I wish I wrote graffiti,
or rather wrote it well.
I’d write E-Star on every wall I see,
from Japan to the P-Town swell.
For the letters I’d use platinum ink,
to make a big impression.
A crazy fresh design to make her think,
of others things than my transgression.
And if I was a DJ,
the backbone of it all.
I’d scratch and cut myself a way,
out of this perilous fall.
My name would be the Def Selector,
my choice of tunes quite dope.
On the ones and twos I’d balance her love,
on this rapidly untwining tight rope.
But I promise for now I’m still not a playa,
despite what she may think.
Got to listen to all she may say - a,
chance to step back from the brink.
But if only I was a DJ or MC,
With not hearts but samples to rob.
A b-boy that wrote tight graffiti,
I could prove I’ve got the skills for the job.
All these dreams and I’m just a white boy,
raised in suburban bliss.
Oh! to be down with the hood and not a toy,
not a grounded flapping fish.
Why is her soul in the light of hip-hop?
In the end she’s just as pale as me.
But maybe somewhere we can find a spot,
After all we met at Talib Qweli.
Komatta
Monday June 13th 2005, 5:48 pm
Filed under:
Japan
You ever have one of those periods in your life when it seems like everything is just going smoothly, you enjoy your lifestyle and are content with your level of consumption, you have meaningful things and people nearby, you have plans and dreams, maybe you’ve even found love? How about having all that whisked from under your feet like the proverbial rug, sending you into a tailspin as distorted and dramatic as a cartoon character stepping on banana peel? Faster than you can type “WTF”, the switch in emotional polarity is so powerful it almost makes a sound, like a massive “WHOMP!”, silencing a noisy room and sucking the air from your lungs. Your reaction is so undefinable and inconcise; like dishes being dropped in a restaurant, we all wonder who did it but don’t rush to assign the obvious blame, and instead feel somewhat embarrassed that our mealtime reverie was interrupted.
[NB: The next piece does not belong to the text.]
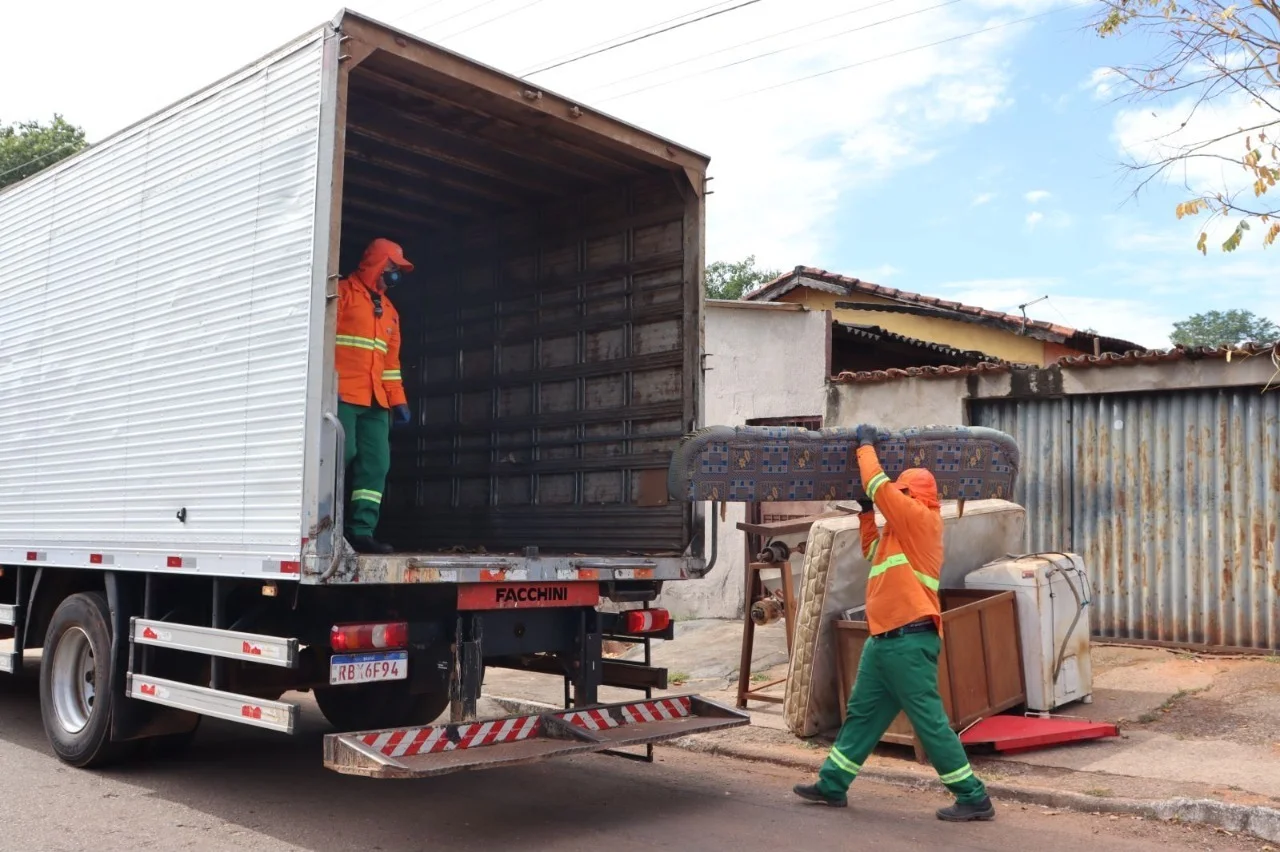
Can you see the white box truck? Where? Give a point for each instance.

Sometimes life just sucks like that.
Maybe we could even see it coming, see that dark oil slick on the road ready to help you lay that bike down hard, and we choose to disregard it, deny it’s existence for the chance to bask in sunny bliss just a little bit longer. Maybe of all the valid and invalid emotions you feel at these times, from anger and sadness to anxiety and regret, the most overreaching one is a feeling of naiveté or inadequacy about your self-imposed inability to foresee this consequence. I mean, if things are going so well, of course there’s going to be a repercussion. Things change, people change, things are too good to be true, and shouldn’t you know by now that karma works both ways? You were never perfect (who’d want to be?), but now some of those screw-ups are coming around to bite you in the ass. It’s inevitable and it’s only ourselves we should truly blame for forgetting that fruit can be bitter, dogs can bite, roses can prick. For those who’ve forgotten there’ll be a whole section of Hallmark Cards at the local pharmacy to sum up our emotions into convenient limericks and pithy adages to remind us that we’re not alone in our loneliness.
This one goes out to Jaime who said I shouldn’t write a depressed emo blog.